For her first major solo show in the UK, Mary Corse presents new and historically significant work at her inaugural exhibition at Lisson Gallery, London. Based in Los Angeles, Corse has built a practice that occupies an independent space at the intersection of minimalist painting, Abstract Expressionism and scientific inquiry. Obsessively engaging with light and perception, Corse’s paintings embody rather than merely represent light, experimenting with the concept of subjective experience in new and innovative ways. From lightboxes to painting embedded with materials that refract light, Corse combines a philosophical quest for the portrayal of the infinite with a highly skilled methodical and scientific rigour. The exhibition at Lisson Gallery London coincides with two major presentations of the artist’s work in the United States: Corse’s first solo museum survey this June at the Whitney Museum of American Art, and a long-term installation at Dia:Beacon with recently acquired works, opening in May.
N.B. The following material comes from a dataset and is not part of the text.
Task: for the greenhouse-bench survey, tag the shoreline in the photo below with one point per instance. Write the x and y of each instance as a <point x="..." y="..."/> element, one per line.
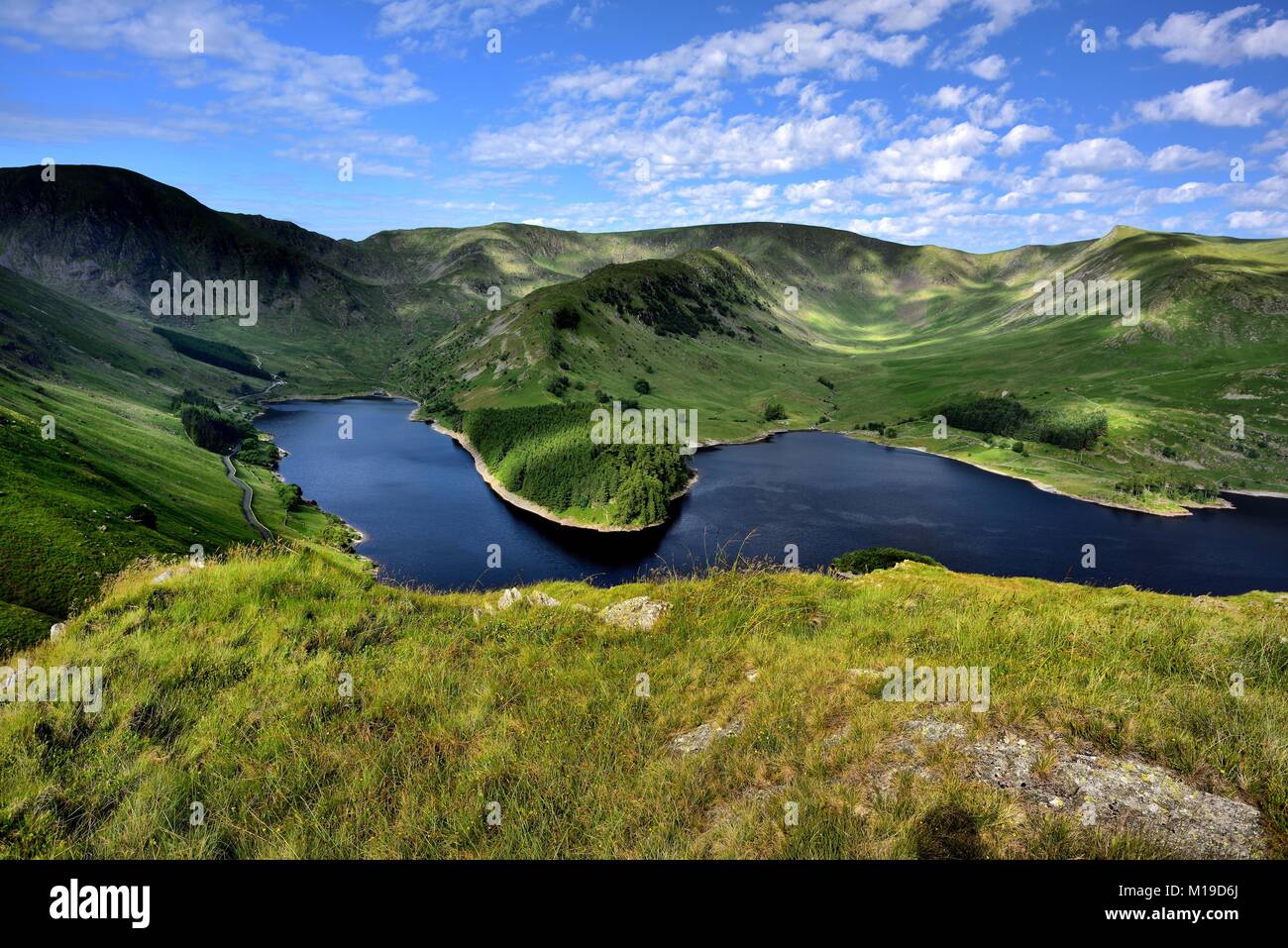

Lisson Gallery’s exhibition will feature ten works, including seven new works created specifically for the show. The presentation will include a selection from Corse's White Black White and White Inner Band painting series, alongside a new lightbox - with works spanning from 2003 to 2018.

First gaining recognition in the mid-1960s, Corse is widely recognised for her innovative painting technique using materials which both capture and refract light. In 1968, she developed her 'Electric Light' series, for which she enrolled in a quantum physics course to allow her to secure the parts, engineer her own work, and experiment with wireless cording in order to “free the light painting from the wall”. It was this further education that led Corse to her theory that humans experience reality through an eternally subjective lens, maintaining that “there is nothing static in the universe”. Compelled to bring the subjective back into her work, Corse re-embraced the paintbrush and focused further on light, incorporating unconventional materials into her paintings to investigate the subtle differences in surface treatment. It is these materials – including the glass microspheres found in the reflective lines on motor highways – that allow her work their enigmatic and seductive quality, shifting before your eyes as you move around them.

Corse’s evolution as an artist has seen her refine and expand her practice, including the innovation of the ‘inner band’: a vertical stripe full of luminous, active brushstrokes that disappear into the surrounding field of the canvas from certain viewing angles. Realising that the inner band epitomised her career-long aim to demonstrate how dramatically perception affects our experience, she began a series of White Inner Band paintings in 1999. Since then, she has continued to hone her techniques, subtly evolve her core themes and resurrect materials from the preceding decades to captivating new ends.

The exhibition at Lisson Gallery will include Untitled (White Multiband, Vertical Strokes) (2003), incorporating glass microspheres in acrylic on canvas; multiple works from the innovative White Band series; and recent paintings from the Black Band series; alongside the lightbox Untitled (Electric Light) (1968/2017), composed of argon and Plexiglas.